Quality Improvement Measures for Early Sepsis Diagnosis and Treatment Save Lives

 

Sepsis is a medical emergency and thus reliant on timely diagnosis and prompt treatment. In a large quality improvement project, Northwell Health, a multihospital health care provider, implemented a 3-hour sepsis treatment bundle for every patient admitted with signs of sepsis (1). This bundle included early sepsis recognition and treatment with time-sensitive collection of blood cultures, measurement of lactate levels, and administration of IV fluids and antibiotics within the first three hours of treatment to prevent further organ injury. A recent evaluation of this 3-hour-sepsis bundle, which was published in the Journal “Critical Care Medicine”, showed that in three independent, prospective cohorts of nearly 15,000 severe sepsis patients comparing quarterly data on sepsis outcomes from 2014 to 2016, compliance with the 3-hour sepsis bundle was associated with lower in-hospital mortality (2). Above that, lower critical care utilization and length of stay was observed in bundle compliant cases.

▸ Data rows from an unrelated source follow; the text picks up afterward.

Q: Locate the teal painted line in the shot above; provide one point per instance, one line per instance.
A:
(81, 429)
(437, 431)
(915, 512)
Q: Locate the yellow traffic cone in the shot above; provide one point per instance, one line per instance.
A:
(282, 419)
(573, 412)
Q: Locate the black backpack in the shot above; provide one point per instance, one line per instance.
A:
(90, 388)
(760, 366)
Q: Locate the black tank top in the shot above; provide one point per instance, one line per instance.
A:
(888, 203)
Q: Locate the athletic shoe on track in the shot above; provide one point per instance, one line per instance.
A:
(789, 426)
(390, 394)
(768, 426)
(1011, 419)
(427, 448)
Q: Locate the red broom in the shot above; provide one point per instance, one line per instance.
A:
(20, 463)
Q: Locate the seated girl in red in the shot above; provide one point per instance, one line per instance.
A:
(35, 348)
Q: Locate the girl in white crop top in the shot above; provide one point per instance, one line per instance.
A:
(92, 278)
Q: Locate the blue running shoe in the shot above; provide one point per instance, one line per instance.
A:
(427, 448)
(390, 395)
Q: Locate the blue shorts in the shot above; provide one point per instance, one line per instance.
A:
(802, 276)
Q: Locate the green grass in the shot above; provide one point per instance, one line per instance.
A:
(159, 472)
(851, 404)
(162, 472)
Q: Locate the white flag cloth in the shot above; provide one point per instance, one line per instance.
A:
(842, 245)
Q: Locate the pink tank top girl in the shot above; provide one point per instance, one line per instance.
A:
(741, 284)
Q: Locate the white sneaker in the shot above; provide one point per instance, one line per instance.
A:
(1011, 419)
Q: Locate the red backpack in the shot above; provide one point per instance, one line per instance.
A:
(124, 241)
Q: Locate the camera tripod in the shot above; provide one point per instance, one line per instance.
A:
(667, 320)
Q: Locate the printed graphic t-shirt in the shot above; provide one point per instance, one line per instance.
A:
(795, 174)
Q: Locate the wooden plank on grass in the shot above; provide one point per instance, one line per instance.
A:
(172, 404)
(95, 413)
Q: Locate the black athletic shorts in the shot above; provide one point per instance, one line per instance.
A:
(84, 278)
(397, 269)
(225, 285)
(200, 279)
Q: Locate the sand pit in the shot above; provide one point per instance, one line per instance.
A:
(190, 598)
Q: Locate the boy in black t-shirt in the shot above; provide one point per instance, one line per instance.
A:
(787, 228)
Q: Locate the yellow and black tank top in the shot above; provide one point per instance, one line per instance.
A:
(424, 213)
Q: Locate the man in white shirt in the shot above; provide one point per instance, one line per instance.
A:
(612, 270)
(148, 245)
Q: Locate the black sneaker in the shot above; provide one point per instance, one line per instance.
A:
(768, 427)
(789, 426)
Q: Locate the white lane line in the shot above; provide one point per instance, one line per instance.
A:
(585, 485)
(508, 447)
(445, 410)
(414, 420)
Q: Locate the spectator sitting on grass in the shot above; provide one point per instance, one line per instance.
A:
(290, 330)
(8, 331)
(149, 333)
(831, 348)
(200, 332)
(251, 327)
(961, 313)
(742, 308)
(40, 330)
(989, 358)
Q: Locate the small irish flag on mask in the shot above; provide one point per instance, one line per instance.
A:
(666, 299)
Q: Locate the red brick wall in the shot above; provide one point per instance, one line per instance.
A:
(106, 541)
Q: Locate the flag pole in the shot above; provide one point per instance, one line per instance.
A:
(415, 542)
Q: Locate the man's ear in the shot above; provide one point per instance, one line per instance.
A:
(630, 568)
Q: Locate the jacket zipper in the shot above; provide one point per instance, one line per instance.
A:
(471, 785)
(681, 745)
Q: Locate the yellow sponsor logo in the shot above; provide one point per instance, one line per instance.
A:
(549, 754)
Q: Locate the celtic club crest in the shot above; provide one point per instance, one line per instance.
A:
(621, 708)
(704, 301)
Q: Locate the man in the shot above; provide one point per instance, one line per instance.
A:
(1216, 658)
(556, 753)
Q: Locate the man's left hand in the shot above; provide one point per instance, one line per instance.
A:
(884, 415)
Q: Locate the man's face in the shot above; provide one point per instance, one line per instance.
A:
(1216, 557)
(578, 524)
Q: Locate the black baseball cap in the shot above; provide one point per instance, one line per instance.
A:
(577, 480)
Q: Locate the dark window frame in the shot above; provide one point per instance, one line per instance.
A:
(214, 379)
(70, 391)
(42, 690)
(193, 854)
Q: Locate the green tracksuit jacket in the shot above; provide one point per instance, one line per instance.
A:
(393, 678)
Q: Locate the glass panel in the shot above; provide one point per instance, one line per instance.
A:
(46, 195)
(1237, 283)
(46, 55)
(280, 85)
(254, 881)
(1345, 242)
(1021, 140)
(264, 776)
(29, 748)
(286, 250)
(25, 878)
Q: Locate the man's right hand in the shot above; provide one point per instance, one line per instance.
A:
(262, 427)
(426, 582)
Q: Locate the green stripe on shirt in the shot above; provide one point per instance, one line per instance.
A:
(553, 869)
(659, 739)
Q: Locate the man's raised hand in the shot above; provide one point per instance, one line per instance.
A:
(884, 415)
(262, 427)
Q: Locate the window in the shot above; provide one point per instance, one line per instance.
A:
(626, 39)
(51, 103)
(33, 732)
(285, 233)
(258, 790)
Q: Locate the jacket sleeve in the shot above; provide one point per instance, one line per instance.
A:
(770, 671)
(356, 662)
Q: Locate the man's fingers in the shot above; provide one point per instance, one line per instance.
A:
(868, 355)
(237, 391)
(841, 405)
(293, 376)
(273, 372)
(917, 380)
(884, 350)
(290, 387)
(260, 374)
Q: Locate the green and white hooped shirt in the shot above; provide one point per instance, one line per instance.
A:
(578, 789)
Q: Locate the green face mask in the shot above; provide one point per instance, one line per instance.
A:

In two cohorts, compliance to these sepsis bundles was also associated with substantial cost savings. Extrapolating these savings to a US-wide scale with a conservative estimation of 1,000,000 annual sepsis cases, more than $1.5 billion USD could possibly be saved in the United States every year. These results prove quality improvement in sepsis care save lives, hence this project may serve as role model for other health care providers. The GSA congratulates Northwell Health for their successful efforts to fight sepsis and decrease the high number of preventable deaths from this silent global killer.

To read the full research paper, please click here.
 

References:

(1) Doerfler ME, D’Angelo J, Jacobsen D, et al: Methods for reducing sepsis mortality in emergency departments and inpatient units. Jt Comm J Qual Patient Saf 2015; 41:205–211

(2) Leisman DE1 Doerfler ME, Ward MF, Masick KD, Wie BJ, Gribben JL, Hamilton E, Klein Z, Bianculli AR, Akerman MB, D'Angelo JK, D'Amore JA. Survival Benefit and Cost Savings From Compliance With a Simplified 3-Hour Sepsis Bundle in a Series of Prospective, Multisite, Observational Cohorts. Crit Care Med. 2017 Mar;45(3):395-406.